Wer jemals Südafrika bereist hat, der kennt die hohen Mauern und Sicherheitsanlagen, mit denen sich (die meist weißen) Wohlhabenden in komplett abgeriegelten Stadtvierteln von den Armen (meist schwarzen) Einwohnern trennen. Die vielen Überfälle, die hohe Kriminalitätsrate, haben Mauern und Zäune zwischen den Bevölkerungsgruppen entstehen lassen, die heute niemand mehr hinterfragt. Man hält sie in Südafrika für das "Normalste" der Welt.
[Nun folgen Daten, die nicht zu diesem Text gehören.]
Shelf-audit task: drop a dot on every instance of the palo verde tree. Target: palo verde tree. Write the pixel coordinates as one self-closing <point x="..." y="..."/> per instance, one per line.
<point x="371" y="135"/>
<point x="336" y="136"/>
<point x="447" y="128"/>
Auch in den Vereinigten Staaten, in London, in Paris, in Berlin - überall in Europa entstehen in den letzten Jahren komplette Wohnanlagen, die mit Sicherheitspersonal und hohen Zäunen und Toren den Zutritt "Unbefugter" abwehren. Nun belegt eine neue schwedische Studie, dass immerhin schon ein Drittel der Schweden in solchen abgeschotteten und stark gesicherten Wohnvierteln leben möchte. Schweden, einst eines der freiesten Länder Europas mit der niedrigsten Kriminalitätsrate, baut Mauern (Quelle: The Local 24. Oktober 2008). Schweden hat in wenigen Jahren mehr als 100.000 irakische Asylbewerber aufgenommen - das sind mehr als in den ganzen Vereinigten Staaten leben. Schwedische Städte wie Södertälje werden auch in den Medien heute nur noch Little Bagdad genannt - die Zahl von Raubüberfällen, Vergewaltigungen und Übergriffen gegenüber Schweden führt zum rassistischen Ausländerhass.